During Fourth of July fireworks last year, a child was shot and a tourist killed among other violent episodes at the holiday celebration.

One mile away from the Inner Harbor, in Upper Fells Point, a group of 10 to 20 black people attacked white residents in four separate cases, according to reports.

In April 2011, another large group of people streamed through the Inner Harbor, fighting and destroying property. One of the rioters was stabbed.

To put the April beating “in historical perspective,” the Baltimore Sun reprinted a story from 1995, when large groups of black people created violence during and after an annual jazz concert.
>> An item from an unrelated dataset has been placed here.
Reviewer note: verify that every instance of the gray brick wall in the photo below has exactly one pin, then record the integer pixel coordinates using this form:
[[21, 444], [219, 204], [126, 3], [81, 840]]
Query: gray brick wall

“Rodney A. Orange, president of the Baltimore chapter of the National Association for the Advancement of Colored People, said black teens have complained to him that ‘they feel stereotyped. They only want to enjoy their evening, wherever they are going, but very often they’re looked at suspiciously.’”

‘Race baiter’
McDonough’s call for state police to protect the Inner Harbor from “black youths who are terrorizing” the area drew sharp rebuke from local elected officials and the media.
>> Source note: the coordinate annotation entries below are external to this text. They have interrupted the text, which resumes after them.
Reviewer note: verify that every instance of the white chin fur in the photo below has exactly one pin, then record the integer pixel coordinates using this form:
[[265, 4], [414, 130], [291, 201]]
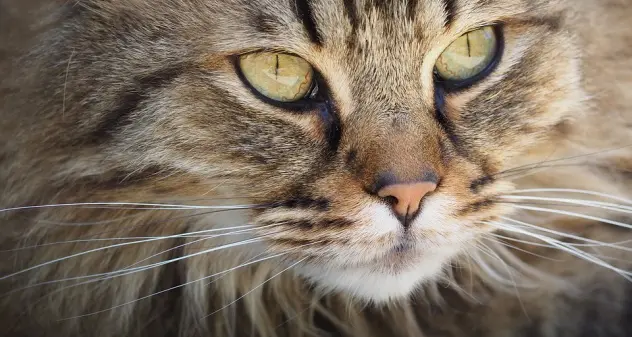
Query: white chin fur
[[372, 285]]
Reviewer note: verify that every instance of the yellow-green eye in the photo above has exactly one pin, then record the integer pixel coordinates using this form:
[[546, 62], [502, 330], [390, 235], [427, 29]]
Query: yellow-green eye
[[468, 56], [281, 77]]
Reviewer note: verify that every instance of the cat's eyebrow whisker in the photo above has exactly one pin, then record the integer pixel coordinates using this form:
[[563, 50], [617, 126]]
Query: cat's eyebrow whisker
[[132, 205], [257, 287], [132, 238], [571, 190], [119, 245], [564, 247]]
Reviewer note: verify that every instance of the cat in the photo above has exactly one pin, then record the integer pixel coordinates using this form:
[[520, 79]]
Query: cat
[[315, 168]]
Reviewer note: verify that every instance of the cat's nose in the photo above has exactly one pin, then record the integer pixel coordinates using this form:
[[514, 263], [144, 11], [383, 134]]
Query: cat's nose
[[407, 197]]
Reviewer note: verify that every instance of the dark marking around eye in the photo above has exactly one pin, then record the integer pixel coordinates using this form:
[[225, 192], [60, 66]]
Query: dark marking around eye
[[332, 125], [306, 16], [450, 11], [469, 51], [130, 98], [351, 157], [445, 122], [264, 23]]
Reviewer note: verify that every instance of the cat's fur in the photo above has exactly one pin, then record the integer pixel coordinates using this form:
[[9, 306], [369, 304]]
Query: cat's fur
[[138, 101]]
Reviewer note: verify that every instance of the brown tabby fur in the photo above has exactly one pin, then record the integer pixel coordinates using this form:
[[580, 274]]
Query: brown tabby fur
[[138, 101]]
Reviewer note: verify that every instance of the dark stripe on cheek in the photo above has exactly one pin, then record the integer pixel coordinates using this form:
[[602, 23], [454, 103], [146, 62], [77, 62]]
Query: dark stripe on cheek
[[411, 9], [306, 16], [450, 11], [446, 123], [352, 15], [130, 99], [333, 126]]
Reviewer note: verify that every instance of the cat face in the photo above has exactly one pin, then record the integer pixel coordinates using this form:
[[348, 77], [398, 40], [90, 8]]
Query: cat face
[[375, 172]]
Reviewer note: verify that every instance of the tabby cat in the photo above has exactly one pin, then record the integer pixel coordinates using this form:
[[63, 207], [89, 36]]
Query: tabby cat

Rawlings-Blake said McDonough’s request was a “racially tinged publicity stunt.”

A fellow legislator called McDonough a race baiter.

The Baltimore Sun called on the Maryland legislature to sanction McDonough.

Meanwhile, in neighboring Pennsylvania and Delaware, some were asking what took McDonough so long.

Last summer in Philadelphia, after several years of large-scale violent episodes, some involving more than 1,000 black people on the streets of South Philadelphia, Mayor Nutter reversed his earlier stand that the riots were “really not much,” had no racial component and were the fault of “poor reporting.”

Less than a month later, according to the Philadelphia Daily News, he confessed his change of heart in front of a Philadelphia Baptist church.

“You have damaged your own race,” he said of the rioters. “Take those … hoodies down, especially in the summer,” Nutter, the city’s second black mayor, said in an angry lecture aimed at black teens. “Pull your pants up and buy a belt ’cause no one wants to see your underwear or the crack of your butt.”

The head of Philadelphia’s chapter of the National Association for the Advancement of Colored People, J. Whyatt Mondesire, said it “took courage” for Nutter to deliver the message.

“These are majority African-American youths, and they need to be called on it,” Mondesire said.

In Delaware, violence among black teenagers was so rampant that the Black Elected Officials of New Castle County wrote a similar letter to the governor of Delaware, asking for the National Guard to patrol the streets of Wilmington.

McDonough was seemingly unfazed by the whirlwind of criticism facing him for his remarks.

“The Good Book says speak the truth and fear not,” he said. “And for everything they are calling me, you will notice they are not saying one thing. No one is saying that what I said is untrue.”